# What kind of socks do you wear while snowboarding?



## slyder

over the calf smartwool or wigwam snowboarding socks
warm, and I have never had chaffing issues


----------



## Powder Keg

If its not terribly cold and im going to my local hill, i wear normal cotton socks. 
But if its around -20, then i wear a wool blend sock. They work pretty well to keep you warm while letting your foot breath.


----------



## snowman123456

Powder Keg said:


> If its not terribly cold and im going to my local hill, i wear normal cotton socks.
> But if its around -20, then i wear a wool blend sock. They work pretty well to keep you warm while letting your foot breath.


Ok - so these socks you wear are also the over the calf style right?


----------



## twin89

You should really wear snowboarding socks, or at least socks that come up past the top of the boot. I used to ride with just high up cotton athletic socks, then i switched to snowboarding socks and trust me they are much more comfortable.

One of the reasons why the boot may feel abrasive when you are wearing ankle socks is because that boot has a dirrectional fabric in the heel pocket that makes it easy for you to move your heel down, but moving your heel up is like petting a dog from the middle of it's back to it's head (weird analogy but you should get the point), it helps to give you better heel hold.


----------



## Powder Keg

snowman123456 said:


> Ok - so these socks you wear are also the over the calf style right?


Ya, maybe 1/4 of the calf.


----------



## ryannorthcott

i've got thin merino wool socks for the warmer days when moisture wicking is more important and i've got burton party socks for cooler days. the party socks don't really have any technology to them but they are by far the most comfortable socks i've ever worn and they are super toasty.


----------



## Magnum626

My burton snowboard socks have to be the most comfortable socks I've ever used. 

As far ankle socks, why? I wouldn't want that boot material rubbing up against my skin, plus I have huge calves.


----------



## snowman123456

Magnum626 said:


> My burton snowboard socks have to be the most comfortable socks I've ever used.
> 
> As far ankle socks, why? I wouldn't want that boot material rubbing up against my skin, plus I have huge calves.


Yeah - ankle socks don't really make any sense to wear with snowboard boots.
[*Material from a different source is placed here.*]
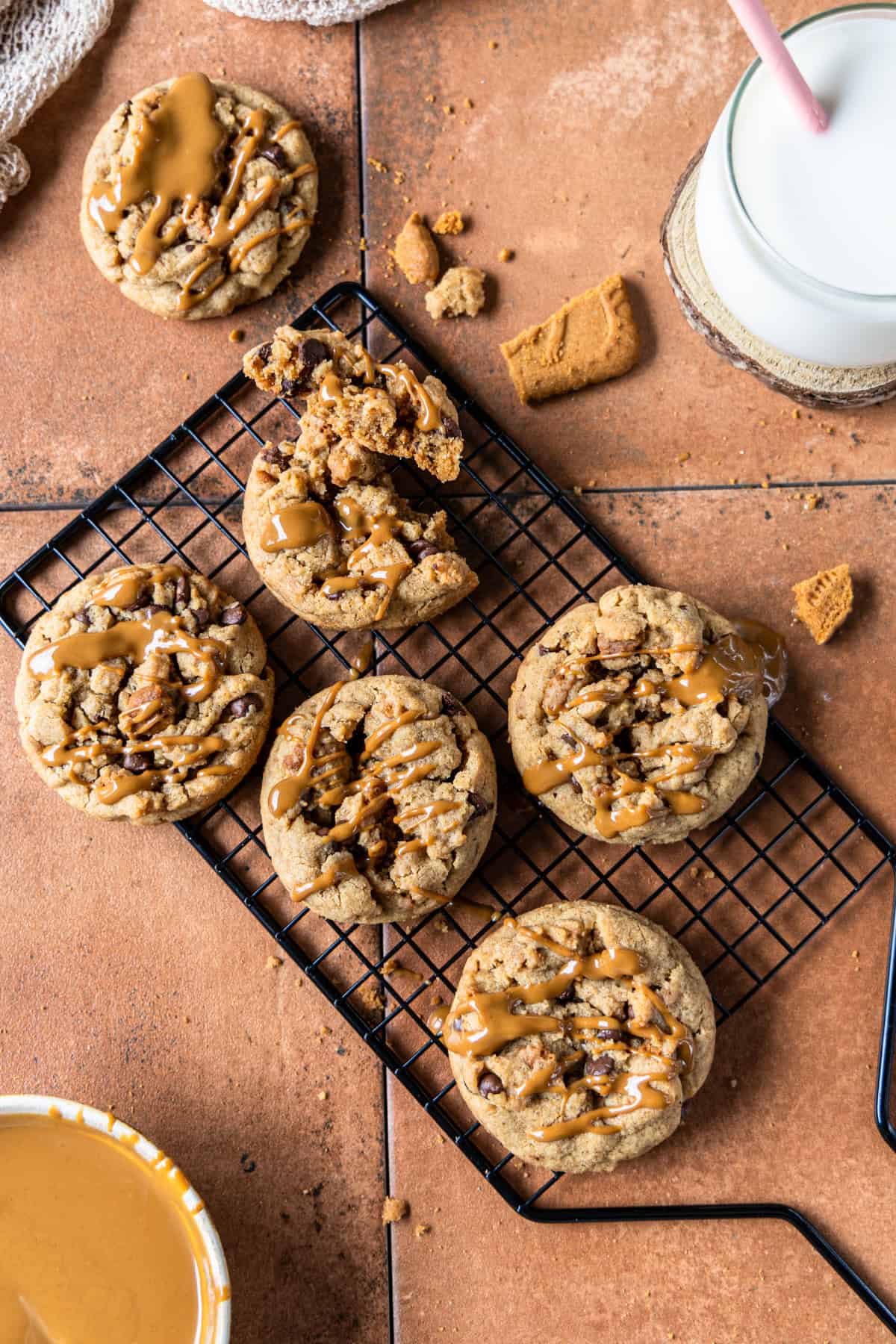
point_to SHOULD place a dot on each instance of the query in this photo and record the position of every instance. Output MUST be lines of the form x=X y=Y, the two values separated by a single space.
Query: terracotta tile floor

Ankle socks don't make sense to wear with heavy duty hiking boots and snowboard boots are much more built up than hiking boots.


----------



## Sirium

I wear soccer socks


----------



## turbospartan

I wear ankle socks....


I'm not one to really get upset with the feeling inside of my boot. Same thing with my stance, etc..



I kinda just go with the flow. Ankle socks have never been a problem for me, although I wouldn't be opposed to using an actual snowboarding sock (full length). 


With that said, I sometimes have trouble with my "long johns" where they are in my boot and kind of bunch up inside. It isn't really too big of a problem, but at the end of the day it feels real nice to take my boots off.


----------



## Leo

Wearing cotton socks is a really bad idea whether or not it's cold/warm. The reason is that they do nothing in terms of wicking your sweat away. Maybe some of you have feet that just won't sweat, but mine do and cotton socks is horrible for that.

I own Several Burton, Under Armor, and SmartWool socks. I have some lower end brands as well.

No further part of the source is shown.